Für Dehne zeigt sich hier Bildungsungerechtigkeit: „Während Kinder aus besser gestellten Familien häufig schon vor der Einschulung schwimmen können, sind Kinder aus ärmeren Familien auf den Schwimmunterricht in der dritten Klasse angewiesen“, sagt er. Doch es sei bereits jetzt absehbar, dass sich die Situation in Neukölln noch verschlechtere.

Denn wie die Kinder zum Schwimmunterricht kommen, das organisieren die bezirklichen Schulämter. In der Regel bringt ein extra bereitgestellter Bus die Dritt­kläss­le­r*in­nen von der Schule zum Schwimmbad. In einem Brief an die Schulleitungen zum Schuljahresende in der vergangenen Woche teilte nun allerdings der Bezirk Neukölln den Schulleitungen mit, dass er diese Busse ab August nicht mehr beauftragen wird. Der Bezirk sieht sich zu Einsparungen gezwungen.

Kein Schulbus zum Schwimmbad

Die Schü­le­r*in­nen sollen mit öffentlichen Verkehrsmitteln zum Schwimmbad fahren – höchstens für Schü­le­r*in­nen mit sonderpädagogischem Förderbedarf stünden noch „geringe Mittel“ zur Verfügung. Dass die Busse nicht mehr fahren, hat noch mehr Auswirkungen auf den Schulalltag. Denn es ist absehbar, dass die Schulen Leh­re­r*in­nen als zusätzliche Aufsichtspersonen mitschicken müssen, die dann wiederum an der Schule für den Unterricht fehlen.

Der Bezirk Pankow hatte bereits vor den Sommerferien im laufenden Unterrichtsjahr die Busse gekürzt. Laut Berichten des Tagesspiegels hatten Grundschulen Eltern daraufhin aufgefordert, die Leh­re­r*in­nen und Er­zie­he­r*in­nen auf dem Weg in die Schwimmbäder zu unterstützen.

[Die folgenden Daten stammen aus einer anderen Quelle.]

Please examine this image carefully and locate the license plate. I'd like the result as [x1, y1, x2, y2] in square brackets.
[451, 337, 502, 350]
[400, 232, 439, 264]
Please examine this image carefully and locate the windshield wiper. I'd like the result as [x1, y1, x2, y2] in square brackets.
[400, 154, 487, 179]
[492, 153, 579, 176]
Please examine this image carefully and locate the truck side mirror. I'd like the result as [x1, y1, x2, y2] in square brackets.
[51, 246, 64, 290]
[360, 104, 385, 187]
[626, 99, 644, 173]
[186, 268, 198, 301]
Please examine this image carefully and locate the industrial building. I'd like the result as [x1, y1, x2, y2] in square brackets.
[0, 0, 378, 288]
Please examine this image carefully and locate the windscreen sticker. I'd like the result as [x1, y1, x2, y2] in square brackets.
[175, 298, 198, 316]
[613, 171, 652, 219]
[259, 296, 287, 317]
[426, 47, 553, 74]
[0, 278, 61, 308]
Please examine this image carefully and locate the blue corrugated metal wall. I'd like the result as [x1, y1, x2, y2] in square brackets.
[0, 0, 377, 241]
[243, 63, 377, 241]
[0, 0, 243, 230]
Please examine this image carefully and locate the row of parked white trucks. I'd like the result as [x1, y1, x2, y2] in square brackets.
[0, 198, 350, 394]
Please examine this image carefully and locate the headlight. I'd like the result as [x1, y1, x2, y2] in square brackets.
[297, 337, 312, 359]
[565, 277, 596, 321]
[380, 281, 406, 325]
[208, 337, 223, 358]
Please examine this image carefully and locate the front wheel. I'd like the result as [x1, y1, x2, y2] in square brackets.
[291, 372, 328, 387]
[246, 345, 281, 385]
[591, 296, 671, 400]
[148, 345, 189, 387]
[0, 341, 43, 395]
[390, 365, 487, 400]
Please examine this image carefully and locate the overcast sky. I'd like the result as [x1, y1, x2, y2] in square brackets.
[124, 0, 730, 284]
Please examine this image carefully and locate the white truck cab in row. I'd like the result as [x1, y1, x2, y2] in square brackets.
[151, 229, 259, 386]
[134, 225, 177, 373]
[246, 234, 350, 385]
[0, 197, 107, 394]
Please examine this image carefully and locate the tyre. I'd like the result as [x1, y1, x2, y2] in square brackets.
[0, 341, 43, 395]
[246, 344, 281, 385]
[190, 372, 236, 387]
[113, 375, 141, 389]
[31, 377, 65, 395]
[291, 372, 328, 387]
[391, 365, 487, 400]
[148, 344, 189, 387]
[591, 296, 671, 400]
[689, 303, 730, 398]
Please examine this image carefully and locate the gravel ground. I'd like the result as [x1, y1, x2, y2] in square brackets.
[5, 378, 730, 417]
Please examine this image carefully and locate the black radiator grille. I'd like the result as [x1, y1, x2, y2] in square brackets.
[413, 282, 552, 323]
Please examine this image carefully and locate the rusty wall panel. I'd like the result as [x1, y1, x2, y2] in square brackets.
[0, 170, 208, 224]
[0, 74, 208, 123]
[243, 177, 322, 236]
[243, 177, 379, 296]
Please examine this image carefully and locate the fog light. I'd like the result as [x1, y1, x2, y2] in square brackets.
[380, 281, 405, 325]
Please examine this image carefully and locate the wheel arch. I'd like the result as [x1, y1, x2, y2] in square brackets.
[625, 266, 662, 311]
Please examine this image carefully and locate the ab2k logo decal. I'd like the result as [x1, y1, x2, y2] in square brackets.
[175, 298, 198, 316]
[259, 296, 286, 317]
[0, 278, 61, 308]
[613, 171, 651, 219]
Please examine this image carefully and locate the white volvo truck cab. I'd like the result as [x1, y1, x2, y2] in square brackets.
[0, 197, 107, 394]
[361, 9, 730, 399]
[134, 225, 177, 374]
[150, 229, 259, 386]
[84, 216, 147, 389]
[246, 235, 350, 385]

Der Bezirk Lichtenberg befördert aktuell Kinder, deren Schulen sich in zu großer Entfernung zur Schwimmhalle befinden, mit Bussen zum Schwimmunterricht. Dies betrifft laut einer Sprecherin nicht alle Lichtenberger Schulen. Auch im kommenden Schuljahr wird es für Schulen, die die Entfernung zur Schwimmhalle nicht auf anderen Wegen zurücklegen können, eine Beförderung mit Bussen geben. Allerdings habe der Bezirk für einige Schulen nun eine Anfahrt mit den öffentlichen Verkehrsmitteln als zumutbar eingestuft. An diesen Schulen werde die Beförderung zum Schwimmen ab dem kommenden Schuljahr enfallen.

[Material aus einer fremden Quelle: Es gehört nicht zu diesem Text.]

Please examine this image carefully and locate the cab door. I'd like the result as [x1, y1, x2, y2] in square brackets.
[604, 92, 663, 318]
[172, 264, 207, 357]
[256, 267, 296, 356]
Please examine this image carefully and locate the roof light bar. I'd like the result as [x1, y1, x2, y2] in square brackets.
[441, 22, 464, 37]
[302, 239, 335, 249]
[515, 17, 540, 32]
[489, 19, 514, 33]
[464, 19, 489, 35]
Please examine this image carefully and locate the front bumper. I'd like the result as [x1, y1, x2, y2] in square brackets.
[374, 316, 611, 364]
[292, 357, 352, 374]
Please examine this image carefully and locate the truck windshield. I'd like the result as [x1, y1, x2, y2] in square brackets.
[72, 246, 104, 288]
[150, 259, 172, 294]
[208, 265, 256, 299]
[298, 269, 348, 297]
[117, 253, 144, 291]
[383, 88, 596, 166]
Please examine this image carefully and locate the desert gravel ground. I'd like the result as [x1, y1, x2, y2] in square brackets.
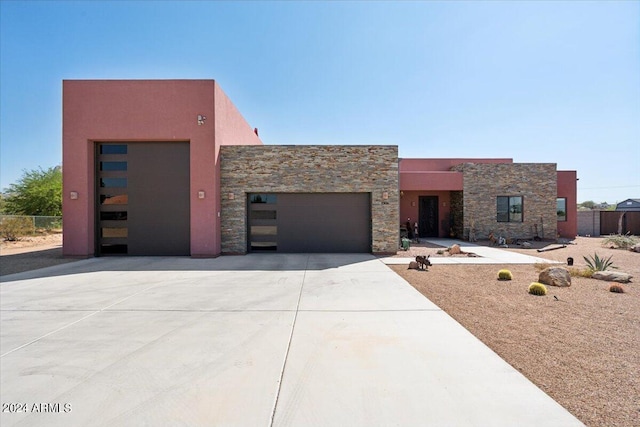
[392, 237, 640, 427]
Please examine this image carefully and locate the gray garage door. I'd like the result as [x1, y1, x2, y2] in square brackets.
[96, 142, 190, 255]
[249, 193, 371, 253]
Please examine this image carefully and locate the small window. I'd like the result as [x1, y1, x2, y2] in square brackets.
[249, 194, 277, 205]
[251, 211, 277, 220]
[100, 144, 127, 154]
[100, 211, 127, 221]
[102, 227, 129, 238]
[556, 197, 567, 221]
[100, 162, 127, 171]
[100, 194, 129, 205]
[496, 196, 522, 222]
[100, 178, 127, 188]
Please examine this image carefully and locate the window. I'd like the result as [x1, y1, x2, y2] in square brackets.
[556, 197, 567, 221]
[100, 144, 127, 154]
[249, 194, 277, 205]
[100, 162, 127, 171]
[497, 196, 522, 222]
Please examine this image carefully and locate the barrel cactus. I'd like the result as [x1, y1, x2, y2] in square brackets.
[498, 269, 513, 280]
[529, 282, 547, 295]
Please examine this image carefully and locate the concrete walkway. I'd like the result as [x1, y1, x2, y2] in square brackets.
[0, 255, 582, 427]
[382, 239, 556, 265]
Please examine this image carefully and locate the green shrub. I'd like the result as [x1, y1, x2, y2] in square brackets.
[498, 269, 513, 280]
[529, 282, 547, 295]
[609, 283, 624, 294]
[602, 234, 640, 249]
[582, 254, 618, 271]
[0, 217, 35, 242]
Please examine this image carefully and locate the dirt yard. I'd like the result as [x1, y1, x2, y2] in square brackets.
[0, 233, 75, 276]
[392, 237, 640, 427]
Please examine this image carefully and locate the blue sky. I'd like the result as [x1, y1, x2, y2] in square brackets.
[0, 0, 640, 203]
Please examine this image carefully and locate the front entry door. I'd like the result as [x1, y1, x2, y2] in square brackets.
[418, 196, 438, 237]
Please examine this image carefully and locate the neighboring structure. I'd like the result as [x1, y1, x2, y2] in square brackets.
[63, 80, 577, 257]
[616, 199, 640, 212]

Die Senatsverwaltung für Bildung, Jugend und Familie erhebt seit 2023 jeweils zum Schuljahresende, ob und wie gut die Dritt­kläss­le­r*in­nen schwimmen können. Den Zeitpunkt nach der dritten Klasse hat die Verwaltung nach eigener Angabe gewählt, weil das die Stufe ist, in der die Schü­le­r*in­nen obligatorisch am Schwimmunterricht teilnehmen. In den Jahren danach findet kein obligatorischer Schwimmunterricht mehr statt. Für das gerade zu Ende gegangene Schuljahr sollen die Ergebnisse Ende August vorliegen.

Ausgebuchte Schwimmkurse

Aus Sicht des Senats sollen die Nicht­schwim­me­r*in­nen das Schwimmen über die Intensivkurse lernen, die der Landessportbund in den Ferien anbietet. Diese Kurse seien in den vergangenen Jahren „sukzessive aufgestockt“ worden. Tatsächlich sind sie sehr beliebt und oft schnell ausgebucht. Aktuell gibt es nur noch Plätze in der letzten Ferienwoche in Marzahn-Hellersdorf. Eine Übersicht der Senatsverwaltung zeigt allerdings auch, dass die Kapazitäten für die Intensivkurse ausgerechnet in Lichtenberg und Neukölln zurückgegangen sind.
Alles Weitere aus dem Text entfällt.